Fine-Grained Activation Offloading#
Contributed in collaboration with RedNote.
Memory is often the limiting factor for very large sparse MoE models such as DeepSeek-V3 and Qwen3-235B. Fine-grained recomputation lowers activation memory at the cost of extra compute. Offloading can use host-device bandwidth so that reload overlaps compute and keeps overhead small in many setups. Fine-grained activation offloading moves activations at module granularity so you can tune how much activation memory leaves the device and adjust training throughput.
Supported offloading modules are "attn_norm", "core_attn", "attn_proj", "mlp_norm", "expert_fc1", and "moe_act". They can be combined with fine-grained recomputation to free almost all activations for a transformer layer on the device.
Features#
Pipeline parallelism: PP=1, PP, and interleaved PP
Compatible with fine-grained recomputation
FP8 training
MTP
Mixed dense and MoE layers
A2A overlap
CUDA graphs
Note: A CUDA graph capture cannot include the offloading modules (temporary limitation).
Usage#
# Enable fine-grained activation offloading
--fine-grained-activation-offloading
# Modules whose inputs are offloaded (refer to your training script for list or delimiter syntax).

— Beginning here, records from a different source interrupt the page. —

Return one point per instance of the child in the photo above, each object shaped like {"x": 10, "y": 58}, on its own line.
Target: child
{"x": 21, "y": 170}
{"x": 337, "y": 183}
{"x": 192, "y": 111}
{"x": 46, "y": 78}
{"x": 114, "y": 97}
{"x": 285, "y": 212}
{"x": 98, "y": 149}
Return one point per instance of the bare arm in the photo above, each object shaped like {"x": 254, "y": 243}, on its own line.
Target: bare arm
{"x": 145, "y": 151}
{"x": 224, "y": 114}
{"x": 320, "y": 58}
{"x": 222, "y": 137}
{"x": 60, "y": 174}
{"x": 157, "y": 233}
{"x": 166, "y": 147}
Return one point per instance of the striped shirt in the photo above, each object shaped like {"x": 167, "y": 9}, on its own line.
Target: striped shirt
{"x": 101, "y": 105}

# Choices: "attn_norm", "core_attn", "attn_proj", "mlp_norm", "expert_fc1", "moe_act".
--offload-modules expert_fc1
Compatible With Fine-Grained Recomputation#
For low-overhead modules such as LayerNorm or
moe_act, use recomputation to save activation memory.For other modules, use offloading to save activation memory.
Overlap offload and reload with compute when possible.